Eerste lezing: Uit de Handelingen der Apostelen, 20, 17-27.
In die dagen zond Paulus vanuit Milete een bode naar Efese om de oudsten van die Kerk te ontbieden. Toen zij bij hem aangekomen waren, sprak hij hen aldus toe: Gij weet hoe ik vanaf de eerste dag dat ik in Asia kwam, al die tijd onder u heb geleefd; hoe ik de Heer in alle nederigheid heb gediend, onder tranen en in beproevingen die mij overkwamen door de aanslagen der Joden; hoe ik niets wat nuttig kon zijn heb nagelaten u te verkondigen en te leren in het openbaar en bij u thuis, terwijl ik Joden en Grieken bezwoer zich te bekeren tot God en te geloven in onze Heer Jezus. En nu bevind ik mij, gebonden door de Geest als ik ben, op weg naar Jeruzalem, zonder dat ik weet wat mij daar zal overkomen; alleen verzekert mij de heilige Geest van stad tot stad, dat boeien en kwellingen mij wachten. Maar aan mijn leven hecht ik voor mijzelf niet de minste waarde, als ik mijn loopbaan maar ten einde breng en de taak die ik van de Heer Jezus ontvangen heb om getuigenis af te leggen van het Evangelie van Gods genade. En nu weet ik, dat gij mijn gelaat niet meer zult zien, gij allen bij wie ik rondgegaan ben om het Koninkrijk te prediken. Daarom verzeker ik u op de dag van heden, dat ik onschuldig ben aan het bloed van wie ook. Want ik heb niets nagelaten om u Gods raadsbesluit in zijn volle omvang te verkondigen.

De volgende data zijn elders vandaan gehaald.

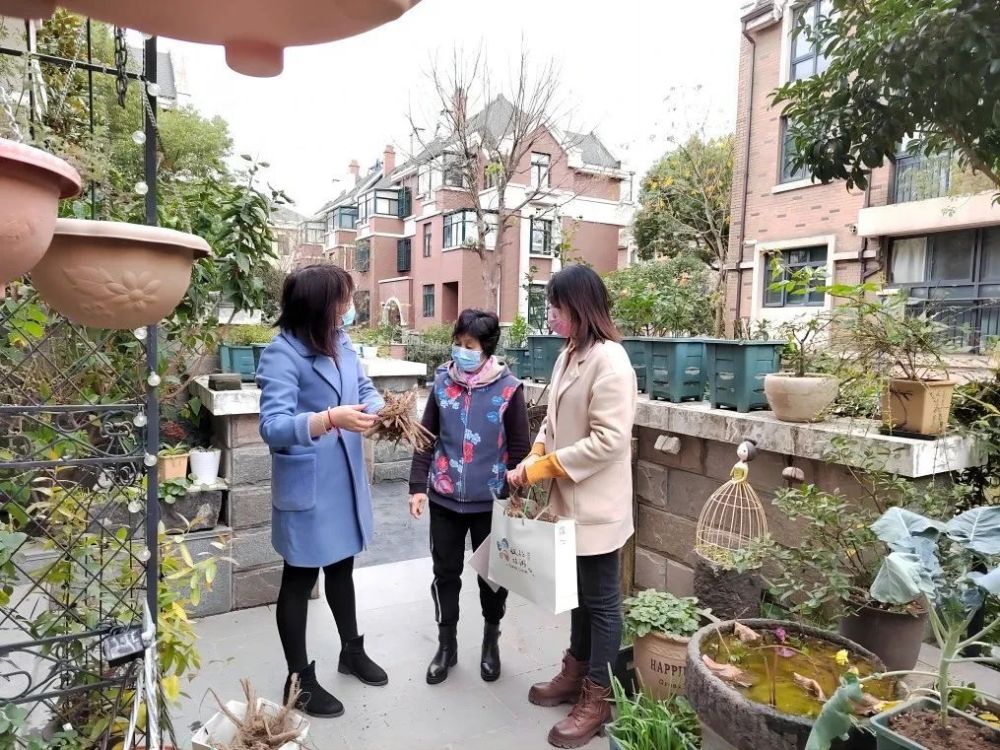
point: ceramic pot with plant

Tussenzang: Ps. 68 (67), 10-11. 20-21.
Antifoon: Zingt nu voor God, koninkrijken der aarde.Een voedzame regen kwam neer uit de hemel,
uw uitgeput erfdeel hebt Gij verkwikt.
Uw kudde heeft daar zijn rustplaats gevonden,
die Gij in uw goedheid voor haar hadt bereid.
De Heer zij geloofd, dag aan dag:
Hij draagt onze lasten, de God van ons heil.
Want onze God is een God die verlost,
de Heer onze God ontrukt aan de dood.
Alleluia: Joh. 14, 16.
Alleluia. De Vader zal u op mijn gebed een andere Helper geven, om voor altijd bij u te blijven. Alleluia.
Uit het heilig Evangelie van onze Heer Jezus Christus volgens Johannes, 17, 1-11a.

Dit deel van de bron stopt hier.